# EEG Quality Index

This notebook takes you through the implementation 

## Import libraries

In [1]:
%matplotlib qt

## Import libraries
import numpy as np
import moabb
import scipy.fft as fft
import scipy.stats as stats

## Import and visualize data

In [2]:
# Settings
plot_raw = False    # Boolean to plot raw data

# Set log level
moabb.set_log_level("warning")

# Import dataset
from moabb.datasets import BNCI2014001

dataset = BNCI2014001()

sessions = dataset.get_data(subjects=[1])
subject = 1
session_name = "session_T"
run_name = "run_1"
raw = sessions[subject][session_name][run_name]


# Visualize RAW data
if plot_raw:
    raw.plot()

## Signal quality metrics

The signal is analyzed as a sliding window of 1 second, with steps of 1 sample. The windows are defined as $\pm$ 500 msec before and after the center of the window. This window size allows to keep a 1 Hz frequency resolution.

First, the data will be converted to a `numpy` array with the previously mentioned sliding window approach.

In [3]:
# Separate data 
eeg_raw = raw.get_data()
srate = raw.info['sfreq']

window = int(srate) # Number of samples for each window [n]
slide = 1           # Number of samples to slide each window [n]
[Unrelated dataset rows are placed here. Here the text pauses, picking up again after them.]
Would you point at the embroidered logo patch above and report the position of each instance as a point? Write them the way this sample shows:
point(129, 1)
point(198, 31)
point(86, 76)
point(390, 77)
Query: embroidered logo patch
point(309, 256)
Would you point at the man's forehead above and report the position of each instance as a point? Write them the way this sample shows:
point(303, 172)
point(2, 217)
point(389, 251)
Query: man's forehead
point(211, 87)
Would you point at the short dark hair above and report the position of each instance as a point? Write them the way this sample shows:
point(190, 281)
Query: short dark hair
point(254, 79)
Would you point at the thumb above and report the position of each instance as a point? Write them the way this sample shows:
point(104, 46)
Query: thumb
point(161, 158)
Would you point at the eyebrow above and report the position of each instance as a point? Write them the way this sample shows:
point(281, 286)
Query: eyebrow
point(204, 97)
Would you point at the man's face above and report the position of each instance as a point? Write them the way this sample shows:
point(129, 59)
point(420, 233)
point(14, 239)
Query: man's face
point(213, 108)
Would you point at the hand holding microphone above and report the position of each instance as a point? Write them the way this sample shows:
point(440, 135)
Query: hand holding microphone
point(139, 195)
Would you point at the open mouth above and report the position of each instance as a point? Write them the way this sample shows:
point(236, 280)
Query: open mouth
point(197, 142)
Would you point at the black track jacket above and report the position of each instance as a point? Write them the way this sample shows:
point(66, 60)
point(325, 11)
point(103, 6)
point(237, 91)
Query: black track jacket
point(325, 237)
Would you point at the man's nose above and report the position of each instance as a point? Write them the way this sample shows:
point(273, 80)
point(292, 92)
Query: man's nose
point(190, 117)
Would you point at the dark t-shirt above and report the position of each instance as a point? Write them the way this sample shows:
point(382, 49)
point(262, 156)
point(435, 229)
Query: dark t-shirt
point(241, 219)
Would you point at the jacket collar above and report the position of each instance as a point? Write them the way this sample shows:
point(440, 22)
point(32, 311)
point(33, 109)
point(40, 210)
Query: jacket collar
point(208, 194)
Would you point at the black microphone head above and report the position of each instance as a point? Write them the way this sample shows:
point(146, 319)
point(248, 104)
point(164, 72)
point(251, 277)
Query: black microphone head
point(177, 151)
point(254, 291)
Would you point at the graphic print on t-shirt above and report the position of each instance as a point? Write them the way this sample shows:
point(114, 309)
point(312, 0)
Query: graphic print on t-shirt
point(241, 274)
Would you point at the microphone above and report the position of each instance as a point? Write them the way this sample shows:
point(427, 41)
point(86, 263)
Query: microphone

def sliding_window(data, window, slide):
    """
        This function calculates a sliding window across the longest dimension of a 2D array and returns a 
        3D tensor where the 3rd dimension are the windows

    Parameters
    ----------
        data: 2D array_like
            Data to be divided into sliding windows
        window: int
            Number of samples for each window
        slide: int
            Number of samples to slide each window
    Returns
    -------
        data_windowed: 3D array_like   
    """
    # If column vectors, transpose for row vectors
    shape = data.shape
    if shape[0] > shape[1]:
        transposed_data = True 
        data = data.T
        shape = data.shape

    n_chans = shape[0]                      # Number of channels [n]
    data_length = shape[1]                  # Input data length [n]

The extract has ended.